Andrew Rasmussen Conducts COVID-19 Behaviors Survey at Fordham

Andrew Rasmussen surveys Fordham students about COVID-19 behaviors. (Courtesy of Fordham University)

Andrew Rasmussen surveys Fordham students about COVID-19 behaviors. (Courtesy of Fordham University)

Sebastian Diaz, Assistant News Editor

Dr. Andrew Rasmussen, an associate professor of psychology at Fordham’s Rose Hill campus, has created a comprehensive survey that seeks to understand students’ COVID-19 health behaviors as well as their expectations for the health behaviors in the community around them. 

The survey was sent out to students using Fordham University email addresses in mid-February. Rasmussen said via email that he hopes to get as many students to complete the survey as possible. 

The team behind the survey consists of more than just Rasmussen. Two undergraduate students at Rose Hill, Casey Franklin, FCRH ’21 and Ruby Setara, FCRH ’23, are also involved in the research and data collection.

Ideas for the survey began to form very early in the pandemic. “In the first months of this pandemic, it became apparent that different people had different perceptions of risk,” Rasmussen said. 

Franklin, who is interested in public health, reached out to Rasmussen about researching risk perceptions surrounding COVID-19. The two concluded that risk perception varies more than between individuals and that perceptions of risk could be categorized by cultural groups. 
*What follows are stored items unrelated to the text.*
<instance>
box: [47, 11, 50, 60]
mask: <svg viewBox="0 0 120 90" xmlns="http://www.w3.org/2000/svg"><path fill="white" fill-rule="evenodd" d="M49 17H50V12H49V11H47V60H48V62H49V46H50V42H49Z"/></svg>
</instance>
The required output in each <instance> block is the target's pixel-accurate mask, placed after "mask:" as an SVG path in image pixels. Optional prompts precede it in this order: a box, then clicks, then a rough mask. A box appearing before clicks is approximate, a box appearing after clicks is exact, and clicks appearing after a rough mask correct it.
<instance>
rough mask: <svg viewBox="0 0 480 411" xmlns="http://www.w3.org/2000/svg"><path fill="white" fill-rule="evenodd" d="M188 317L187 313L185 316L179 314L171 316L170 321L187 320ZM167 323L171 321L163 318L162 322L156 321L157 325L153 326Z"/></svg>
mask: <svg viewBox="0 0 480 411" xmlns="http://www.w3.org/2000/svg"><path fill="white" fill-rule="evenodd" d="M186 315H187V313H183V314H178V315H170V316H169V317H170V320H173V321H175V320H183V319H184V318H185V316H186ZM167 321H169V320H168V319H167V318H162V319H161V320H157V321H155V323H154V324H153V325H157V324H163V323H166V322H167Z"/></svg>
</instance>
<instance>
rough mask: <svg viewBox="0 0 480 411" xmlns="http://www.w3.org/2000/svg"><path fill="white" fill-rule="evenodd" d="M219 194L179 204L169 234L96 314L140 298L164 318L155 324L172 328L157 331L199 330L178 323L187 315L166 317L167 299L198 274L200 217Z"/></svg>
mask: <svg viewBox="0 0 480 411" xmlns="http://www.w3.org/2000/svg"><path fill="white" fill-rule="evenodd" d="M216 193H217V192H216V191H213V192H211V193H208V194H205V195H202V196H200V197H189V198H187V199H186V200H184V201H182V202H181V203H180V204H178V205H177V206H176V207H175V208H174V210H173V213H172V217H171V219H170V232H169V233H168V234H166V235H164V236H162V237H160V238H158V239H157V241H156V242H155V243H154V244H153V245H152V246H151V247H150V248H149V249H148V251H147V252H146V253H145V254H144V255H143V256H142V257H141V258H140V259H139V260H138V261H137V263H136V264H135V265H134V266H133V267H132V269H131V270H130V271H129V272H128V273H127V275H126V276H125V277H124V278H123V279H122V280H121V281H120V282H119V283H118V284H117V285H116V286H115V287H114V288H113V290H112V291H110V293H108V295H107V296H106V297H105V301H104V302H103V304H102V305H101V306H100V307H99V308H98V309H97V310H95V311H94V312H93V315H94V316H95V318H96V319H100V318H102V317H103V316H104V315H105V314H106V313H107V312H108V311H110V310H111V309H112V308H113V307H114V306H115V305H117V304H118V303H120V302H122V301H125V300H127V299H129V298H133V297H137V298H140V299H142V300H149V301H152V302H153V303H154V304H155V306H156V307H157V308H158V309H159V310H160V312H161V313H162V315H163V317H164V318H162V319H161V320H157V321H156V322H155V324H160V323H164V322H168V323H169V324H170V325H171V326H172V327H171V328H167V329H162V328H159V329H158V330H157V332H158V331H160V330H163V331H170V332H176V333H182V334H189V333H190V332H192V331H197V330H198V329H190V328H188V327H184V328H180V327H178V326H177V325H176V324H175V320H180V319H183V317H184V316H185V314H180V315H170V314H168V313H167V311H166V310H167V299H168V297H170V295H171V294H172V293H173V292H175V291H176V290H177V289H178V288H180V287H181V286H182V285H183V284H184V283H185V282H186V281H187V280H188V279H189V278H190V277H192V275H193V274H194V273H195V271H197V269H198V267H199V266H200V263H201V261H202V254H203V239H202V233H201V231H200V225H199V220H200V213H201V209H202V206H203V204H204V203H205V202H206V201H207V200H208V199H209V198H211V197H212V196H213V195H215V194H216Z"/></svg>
“Given that culture and psychology is a central theme in my research, I wanted to investigate how different culturally-based ways of thinking about the self would be associated with different levels of risk,” said Rasmussen.

At the beginning of the fall semester, Setara joined the research team. She offered her perspective on how her life at Fordham was similar to her life at home in Parkchester, a neighborhood in the Bronx. 

When Rasmussen began to teach classes at both Rose Hill and Lincoln Center in the fall, his in-person lecture groups’ small size versus the larger population attending his classes virtually reignited Rasmussen’s interest in the risk perception issue. The two groups had created a clear point of contrast for different risk perceptions, said Rasmussen.

In writing the survey questions, the research trio looked to prior questionnaires that have already been researched (such as the Perceived Stress Scale) in addition to brainstorming new questions. Not many questionnaires regarding COVID-19 risk perceptions have been studied, Rasmussen explained. The team took inspiration from other measures in health psychology. Rasmussen noted cancer risk and flu risk perception surveys as being thematically similar.

“I’d like to be able to discuss which values and ideas are associated with safe behaviors, in order to know which values and ideas we should be emphasizing when students arrive on campus in late August,” Rasmussen said. “Risk perception is a larger struggle the nation as a whole has been going through for a year now.”

Epidemiological studies can give important insight into what behaviors are objectively riskier than others, said Rasmussen. However, risk probabilities are ultimately determined by public perception. 

“What people do comes down to what people feel is risky or not, and what they think other people think is risky,” said Rasmussen. “And when you involve what other people think, right there, culture-based attitudes come into play.”

With all this in mind, the research team created a survey that contains questions about risk perception, social norms within a community, how behaviors related to COVID-19 are perceived and living situations.

Students can find the survey here. The survey typically takes 15 to 20 minutes to complete, according to Rasmussen. All participants are entered into a raffle for a $50 cash prize.